Temi, in particolare quello legato alla frequentazione delle terre alte, affrontati qualche tempo fa anche da Il Dolomiti in un'intervista a Zamberlan, che riferiva; "Oggi, la maggior parte delle persone che arriva nella nostra struttura ci fa innumerevoli domande, per poi decidere di non proseguire". Quanto raccontato dalla rifugista allora e in occasione dell'evento organizzato di recente non è altro che la conferma di quanto sia aumentata la frequentazione della montagna, "anche da parte di chi dell'esperienza in quota non ne sa nulla. Non a caso, il tasso di abbandono di questa Alta via è molto alto: c'è chi è stanco, chi si è slogato una caviglia o chi ancora ha le vesciche sotto i piedi".
Ad incrementare la frequentazione della zona, secondo Zamberlan "ha contribuito sicuramente il riconoscimento Unesco conferito alle Dolomiti.

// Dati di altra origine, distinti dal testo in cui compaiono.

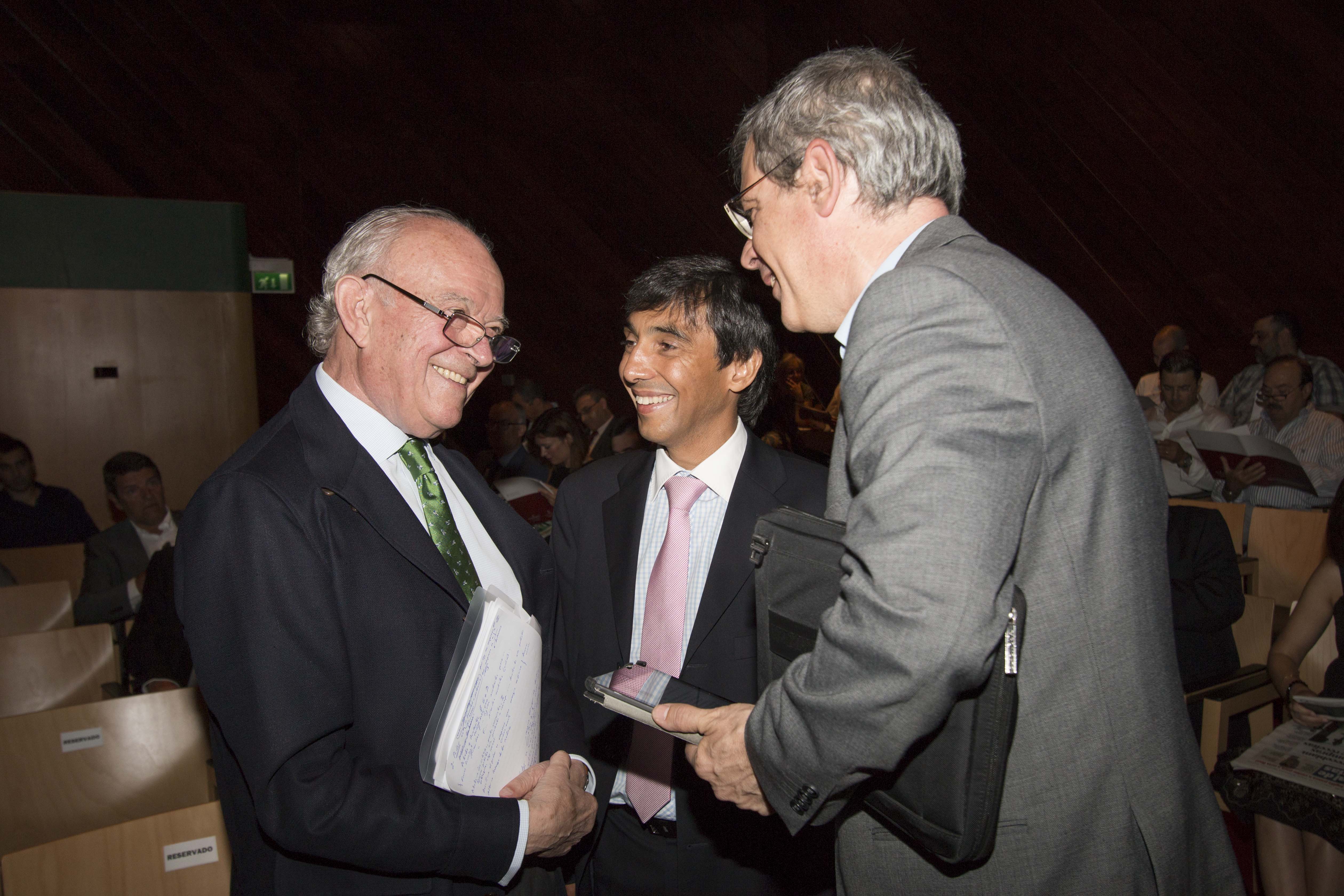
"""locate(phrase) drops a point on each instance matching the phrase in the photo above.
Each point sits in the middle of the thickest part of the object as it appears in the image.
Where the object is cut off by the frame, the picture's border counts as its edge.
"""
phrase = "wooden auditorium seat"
(177, 854)
(52, 563)
(1289, 546)
(35, 608)
(73, 770)
(1246, 691)
(60, 668)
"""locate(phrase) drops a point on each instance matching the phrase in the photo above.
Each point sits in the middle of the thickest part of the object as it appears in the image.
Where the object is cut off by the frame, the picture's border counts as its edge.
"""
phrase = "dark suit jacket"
(1206, 593)
(596, 538)
(603, 448)
(112, 558)
(322, 621)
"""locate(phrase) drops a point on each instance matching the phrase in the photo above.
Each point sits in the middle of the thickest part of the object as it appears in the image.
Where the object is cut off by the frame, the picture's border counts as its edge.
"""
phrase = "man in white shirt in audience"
(1289, 418)
(116, 559)
(1181, 409)
(1171, 339)
(1272, 336)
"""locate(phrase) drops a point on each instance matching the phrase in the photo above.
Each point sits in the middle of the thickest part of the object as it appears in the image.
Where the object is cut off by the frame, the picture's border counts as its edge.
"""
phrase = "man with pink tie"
(652, 555)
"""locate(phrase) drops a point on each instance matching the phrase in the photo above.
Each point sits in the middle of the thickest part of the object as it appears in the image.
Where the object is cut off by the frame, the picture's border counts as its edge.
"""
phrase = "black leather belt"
(656, 827)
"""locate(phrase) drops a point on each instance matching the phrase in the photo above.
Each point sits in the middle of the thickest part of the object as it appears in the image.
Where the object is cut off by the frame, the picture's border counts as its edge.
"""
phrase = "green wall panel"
(54, 241)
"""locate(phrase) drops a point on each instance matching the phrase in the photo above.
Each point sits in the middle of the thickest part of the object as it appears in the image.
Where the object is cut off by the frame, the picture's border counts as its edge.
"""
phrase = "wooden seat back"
(60, 668)
(1289, 546)
(78, 769)
(1233, 514)
(131, 859)
(50, 563)
(1254, 632)
(35, 608)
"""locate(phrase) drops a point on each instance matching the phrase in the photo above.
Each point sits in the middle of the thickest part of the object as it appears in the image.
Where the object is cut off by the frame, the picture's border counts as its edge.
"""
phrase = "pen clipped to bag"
(639, 688)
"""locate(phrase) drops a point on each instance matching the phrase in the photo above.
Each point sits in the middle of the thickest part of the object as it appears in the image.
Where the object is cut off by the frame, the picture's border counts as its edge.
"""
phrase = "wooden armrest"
(1197, 691)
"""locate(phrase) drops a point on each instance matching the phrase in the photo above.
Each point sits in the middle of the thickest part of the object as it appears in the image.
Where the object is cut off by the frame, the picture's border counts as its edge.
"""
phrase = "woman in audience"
(562, 444)
(1296, 862)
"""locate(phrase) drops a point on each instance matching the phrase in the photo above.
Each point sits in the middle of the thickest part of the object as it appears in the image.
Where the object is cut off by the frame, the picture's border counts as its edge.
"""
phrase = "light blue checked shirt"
(720, 472)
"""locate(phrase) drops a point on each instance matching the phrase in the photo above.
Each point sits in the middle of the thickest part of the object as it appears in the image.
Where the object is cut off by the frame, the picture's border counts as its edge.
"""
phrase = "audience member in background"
(1289, 418)
(116, 558)
(1171, 339)
(510, 456)
(158, 658)
(1292, 860)
(625, 437)
(31, 514)
(1182, 408)
(591, 404)
(1275, 336)
(530, 397)
(808, 410)
(562, 443)
(1206, 601)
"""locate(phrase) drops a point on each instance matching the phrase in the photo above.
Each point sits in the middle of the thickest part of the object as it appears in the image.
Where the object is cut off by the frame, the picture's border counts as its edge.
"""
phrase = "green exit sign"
(273, 281)
(272, 274)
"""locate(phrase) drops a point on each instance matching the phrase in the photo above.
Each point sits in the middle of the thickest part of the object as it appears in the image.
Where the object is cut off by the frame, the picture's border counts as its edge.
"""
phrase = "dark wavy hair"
(709, 291)
(557, 425)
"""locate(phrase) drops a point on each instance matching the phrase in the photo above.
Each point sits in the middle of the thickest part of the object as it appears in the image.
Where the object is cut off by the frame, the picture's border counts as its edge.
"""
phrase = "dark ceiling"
(1162, 162)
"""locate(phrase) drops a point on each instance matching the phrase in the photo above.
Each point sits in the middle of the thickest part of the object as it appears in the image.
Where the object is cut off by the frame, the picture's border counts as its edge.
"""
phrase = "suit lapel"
(374, 497)
(623, 519)
(753, 493)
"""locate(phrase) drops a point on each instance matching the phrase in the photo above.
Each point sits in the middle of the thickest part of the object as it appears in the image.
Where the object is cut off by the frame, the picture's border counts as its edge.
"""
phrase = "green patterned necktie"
(440, 519)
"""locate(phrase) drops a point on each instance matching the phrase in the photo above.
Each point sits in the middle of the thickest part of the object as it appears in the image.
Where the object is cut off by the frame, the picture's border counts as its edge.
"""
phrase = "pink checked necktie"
(648, 782)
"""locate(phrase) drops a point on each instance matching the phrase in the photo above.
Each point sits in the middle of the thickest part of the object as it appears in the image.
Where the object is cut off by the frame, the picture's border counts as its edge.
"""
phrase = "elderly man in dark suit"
(116, 559)
(698, 362)
(323, 577)
(987, 441)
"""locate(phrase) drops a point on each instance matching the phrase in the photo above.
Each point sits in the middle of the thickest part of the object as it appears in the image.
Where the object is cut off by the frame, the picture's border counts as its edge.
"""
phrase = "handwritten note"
(492, 729)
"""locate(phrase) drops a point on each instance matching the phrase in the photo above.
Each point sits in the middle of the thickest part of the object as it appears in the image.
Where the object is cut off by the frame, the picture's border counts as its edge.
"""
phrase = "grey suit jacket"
(112, 558)
(988, 439)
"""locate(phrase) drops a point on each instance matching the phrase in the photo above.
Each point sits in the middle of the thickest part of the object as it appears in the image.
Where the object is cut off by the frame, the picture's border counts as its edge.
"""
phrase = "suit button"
(803, 800)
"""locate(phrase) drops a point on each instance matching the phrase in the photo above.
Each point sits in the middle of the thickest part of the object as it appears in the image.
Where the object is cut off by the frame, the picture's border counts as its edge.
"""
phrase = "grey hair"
(364, 246)
(877, 117)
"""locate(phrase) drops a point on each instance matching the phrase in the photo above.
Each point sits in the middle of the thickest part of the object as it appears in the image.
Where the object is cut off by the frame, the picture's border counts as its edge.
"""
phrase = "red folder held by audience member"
(1281, 465)
(525, 495)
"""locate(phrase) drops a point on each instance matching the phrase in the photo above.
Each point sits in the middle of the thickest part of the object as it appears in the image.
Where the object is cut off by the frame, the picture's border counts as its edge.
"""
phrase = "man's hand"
(1238, 477)
(1171, 451)
(721, 757)
(560, 813)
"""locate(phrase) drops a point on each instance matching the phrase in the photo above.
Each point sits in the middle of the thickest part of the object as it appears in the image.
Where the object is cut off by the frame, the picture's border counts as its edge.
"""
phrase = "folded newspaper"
(1311, 757)
(486, 726)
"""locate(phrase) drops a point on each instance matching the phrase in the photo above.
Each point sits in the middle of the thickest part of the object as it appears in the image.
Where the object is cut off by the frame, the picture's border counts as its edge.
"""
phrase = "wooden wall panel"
(1163, 160)
(186, 391)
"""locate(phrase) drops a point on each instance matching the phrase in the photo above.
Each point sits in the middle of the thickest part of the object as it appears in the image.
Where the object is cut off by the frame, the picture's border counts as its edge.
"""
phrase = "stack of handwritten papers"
(486, 727)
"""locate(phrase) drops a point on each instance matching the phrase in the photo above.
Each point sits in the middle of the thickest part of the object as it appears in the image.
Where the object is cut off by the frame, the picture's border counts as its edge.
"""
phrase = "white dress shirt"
(893, 260)
(1150, 386)
(720, 472)
(382, 440)
(1199, 417)
(163, 535)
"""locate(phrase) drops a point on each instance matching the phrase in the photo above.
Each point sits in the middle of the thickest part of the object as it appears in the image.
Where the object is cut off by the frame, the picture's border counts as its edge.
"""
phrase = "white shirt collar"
(893, 260)
(720, 471)
(380, 437)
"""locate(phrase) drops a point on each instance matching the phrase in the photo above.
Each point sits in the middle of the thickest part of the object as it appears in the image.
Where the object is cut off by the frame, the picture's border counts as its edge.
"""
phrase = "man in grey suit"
(116, 559)
(987, 440)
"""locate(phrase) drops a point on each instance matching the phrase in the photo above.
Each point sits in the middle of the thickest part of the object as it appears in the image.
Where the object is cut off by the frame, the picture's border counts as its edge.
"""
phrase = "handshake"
(560, 809)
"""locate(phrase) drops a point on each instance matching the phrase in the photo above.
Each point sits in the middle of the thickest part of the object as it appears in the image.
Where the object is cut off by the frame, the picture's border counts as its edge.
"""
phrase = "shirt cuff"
(591, 785)
(522, 844)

I più, pur di vedere queste montagne vi approdano anche senza competenze o attrezzature: non è colpa loro, manca consapevolezza. Ovviamente, ci sono anche persone che invece sono adeguatamente preparate", commentava (QUI ARTICOLO).
La rassegna "Vivere in rifugio" proseguirà il 6 settembre al Rifugio Roda di Vael (TN), dove alle 11 interverranno la gestrice Roberta Silva e il geografo, esploratore e scrittore Franco Michieli, sul tema "Camminare in montagna: vedere, scoprire e capire". Il programma dettagliato e le informazioni per iscriversi agli eventi, tutti gratuiti, sono disponibili su dolomitiunesco.info.